Plus largement, l’évolution des techniques et de la pratique médicales est l’une des expressions les plus manifestes de l’avancée du discours de la science dans notre monde et de ses effets sur la subjectivité moderne. Ces effets sont particulièrement sensibles pour des populations provenant (ou dans) des pays où l’incidence des retombées culturelles de la science est moins marquée que dans le nôtre. Ils appellent une clinique attentive à la diversité culturelle, sans céder sur la dimension métaculturelle de la structure. L’ensemble des transformations qui affectent la subjectivité nous conduit à interroger les modèles métapsychologiques et les catégories qui orientent les pratiques et les savoirs. Aussi, une part conséquente des recherches concerne les problèmes épistémologiques de construction des objets, la dépendance des phénomènes cliniques de la méthode qui les fabrique, les prescriptions qui conditionnent les énoncés théoriques des événements.

Une place revient à l’incidence de l’éthique médicale sur le devenir des relations entre les médecins et leurs malades ainsi que sur la participation du psychisme dans l’évolution de la maladie et de ses traitements.
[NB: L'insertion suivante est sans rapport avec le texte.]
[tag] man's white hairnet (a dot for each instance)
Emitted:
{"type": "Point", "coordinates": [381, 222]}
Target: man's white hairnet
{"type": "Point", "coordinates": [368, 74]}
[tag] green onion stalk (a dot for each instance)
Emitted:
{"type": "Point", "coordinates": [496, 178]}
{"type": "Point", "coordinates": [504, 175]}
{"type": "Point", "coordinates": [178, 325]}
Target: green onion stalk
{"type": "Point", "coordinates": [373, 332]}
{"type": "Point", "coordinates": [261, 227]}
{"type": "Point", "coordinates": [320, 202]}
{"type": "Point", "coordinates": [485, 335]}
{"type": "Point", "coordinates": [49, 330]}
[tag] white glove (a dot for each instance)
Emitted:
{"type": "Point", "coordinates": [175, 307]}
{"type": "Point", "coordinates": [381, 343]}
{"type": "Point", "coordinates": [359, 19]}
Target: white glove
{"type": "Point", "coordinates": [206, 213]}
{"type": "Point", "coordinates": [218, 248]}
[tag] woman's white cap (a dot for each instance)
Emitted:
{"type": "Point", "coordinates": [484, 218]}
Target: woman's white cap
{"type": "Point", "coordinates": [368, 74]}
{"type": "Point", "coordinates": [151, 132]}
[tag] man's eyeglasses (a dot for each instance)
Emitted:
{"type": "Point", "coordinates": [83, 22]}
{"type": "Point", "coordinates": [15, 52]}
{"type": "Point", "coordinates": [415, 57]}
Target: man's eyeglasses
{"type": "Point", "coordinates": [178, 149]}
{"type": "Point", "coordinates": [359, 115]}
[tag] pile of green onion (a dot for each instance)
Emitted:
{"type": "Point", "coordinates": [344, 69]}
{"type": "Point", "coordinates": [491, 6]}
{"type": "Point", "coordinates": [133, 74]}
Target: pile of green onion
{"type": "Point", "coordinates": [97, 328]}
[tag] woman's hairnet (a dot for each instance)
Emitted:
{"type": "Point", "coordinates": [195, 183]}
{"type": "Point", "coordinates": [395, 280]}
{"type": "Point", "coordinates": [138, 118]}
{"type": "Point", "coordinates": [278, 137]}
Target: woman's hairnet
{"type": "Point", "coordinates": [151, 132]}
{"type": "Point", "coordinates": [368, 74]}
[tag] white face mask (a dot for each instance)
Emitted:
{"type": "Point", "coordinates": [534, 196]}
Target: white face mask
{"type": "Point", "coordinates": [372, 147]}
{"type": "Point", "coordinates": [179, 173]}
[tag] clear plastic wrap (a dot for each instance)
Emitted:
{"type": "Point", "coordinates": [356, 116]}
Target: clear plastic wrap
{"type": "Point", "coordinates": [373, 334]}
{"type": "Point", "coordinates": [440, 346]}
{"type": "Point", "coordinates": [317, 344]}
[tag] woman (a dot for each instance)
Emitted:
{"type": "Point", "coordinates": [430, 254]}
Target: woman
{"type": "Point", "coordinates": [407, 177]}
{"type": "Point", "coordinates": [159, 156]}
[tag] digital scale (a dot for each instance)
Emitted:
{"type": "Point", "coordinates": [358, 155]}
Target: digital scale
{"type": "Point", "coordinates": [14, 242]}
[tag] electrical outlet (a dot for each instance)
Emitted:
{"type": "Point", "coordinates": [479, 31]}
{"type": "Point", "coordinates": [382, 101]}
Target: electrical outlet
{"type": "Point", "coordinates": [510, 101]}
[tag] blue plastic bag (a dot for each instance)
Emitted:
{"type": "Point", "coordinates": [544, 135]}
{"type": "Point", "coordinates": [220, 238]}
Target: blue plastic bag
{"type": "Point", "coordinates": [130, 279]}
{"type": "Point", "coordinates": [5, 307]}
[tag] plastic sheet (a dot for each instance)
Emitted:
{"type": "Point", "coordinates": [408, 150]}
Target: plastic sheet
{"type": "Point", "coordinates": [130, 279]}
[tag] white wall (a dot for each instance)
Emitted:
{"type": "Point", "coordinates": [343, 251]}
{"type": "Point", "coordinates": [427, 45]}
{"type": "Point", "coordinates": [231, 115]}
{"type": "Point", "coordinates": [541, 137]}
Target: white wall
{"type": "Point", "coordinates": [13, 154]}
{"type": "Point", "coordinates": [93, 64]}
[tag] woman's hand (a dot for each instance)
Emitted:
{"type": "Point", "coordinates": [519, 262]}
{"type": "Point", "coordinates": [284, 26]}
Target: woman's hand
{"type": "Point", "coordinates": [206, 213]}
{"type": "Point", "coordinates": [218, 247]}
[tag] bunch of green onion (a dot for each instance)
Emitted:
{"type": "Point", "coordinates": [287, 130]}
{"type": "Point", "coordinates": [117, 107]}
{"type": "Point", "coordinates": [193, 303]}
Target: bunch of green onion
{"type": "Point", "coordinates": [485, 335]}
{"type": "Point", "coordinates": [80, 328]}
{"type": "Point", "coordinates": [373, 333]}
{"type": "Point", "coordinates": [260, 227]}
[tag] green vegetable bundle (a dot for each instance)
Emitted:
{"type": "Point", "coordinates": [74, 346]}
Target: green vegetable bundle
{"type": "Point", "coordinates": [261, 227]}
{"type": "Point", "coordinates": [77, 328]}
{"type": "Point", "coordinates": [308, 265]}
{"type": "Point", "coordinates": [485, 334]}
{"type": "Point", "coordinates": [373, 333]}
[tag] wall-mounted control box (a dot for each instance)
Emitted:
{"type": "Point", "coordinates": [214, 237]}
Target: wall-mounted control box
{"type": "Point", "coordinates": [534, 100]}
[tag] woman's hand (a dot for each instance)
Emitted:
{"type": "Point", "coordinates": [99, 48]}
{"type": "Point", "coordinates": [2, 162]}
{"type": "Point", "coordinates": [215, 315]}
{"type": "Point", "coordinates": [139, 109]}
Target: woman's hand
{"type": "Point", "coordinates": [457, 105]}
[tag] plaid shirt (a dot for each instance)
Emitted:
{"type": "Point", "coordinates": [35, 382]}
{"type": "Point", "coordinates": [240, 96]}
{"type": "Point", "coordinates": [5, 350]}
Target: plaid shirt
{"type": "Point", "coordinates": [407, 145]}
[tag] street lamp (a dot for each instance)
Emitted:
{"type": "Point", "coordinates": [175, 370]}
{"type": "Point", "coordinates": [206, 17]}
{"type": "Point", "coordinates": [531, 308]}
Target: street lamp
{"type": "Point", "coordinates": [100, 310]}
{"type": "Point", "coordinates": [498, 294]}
La question, de plus en plus prégnante dans la société, dans les institutions hospitalières et dans les familles, de l’information donnée au malade et du consentement éclairé, accentue la pertinence de la collaboration entre médecins et psychanalystes. Les exigences politiques et idéologiques que formule aujourd’hui la société exercent une influence notable sur la construction par le sujet de sa maladie, de ses traitements et de son devenir, en termes de projet préconçu de guérison. Dans ce contexte, le problème de la responsabilité se pose à plusieurs niveaux : celle du médecin, que la société aujourd’hui a tendance à mettre en position d’accusé, celle du psychanalyste vis-à-vis des soignants et des soignés, et celle des familles : le malade lui-même et ses proches dont on oublie trop aujourd’hui qu’ils tiennent une part importante, le plus souvent à leur insu, dans le décours de la maladie et dans l’instauration des processus de guérison.

C’est en ce sens que l’apport de la phénoménologie, qui a historiquement marqué l’approche subjective de « l’homme malade » et de la relation des soignants à « la maladie du malade », aura toute sa place, en liaison avec un réseau de chercheurs sur le plan national et international.

Le développement de cette spécialité du Master recherche nous a conduit à concevoir deux parcours relativement autonomes, l’un poursuit l’initiation à la recherche telle que la spécialité l’avait inauguré, il s’intitule « Psychanalyse et médecine scientifique ». Le second parcours met en œuvre une nouvelle articulation entre « Psychopathologie, phénoménologie et criminologie ».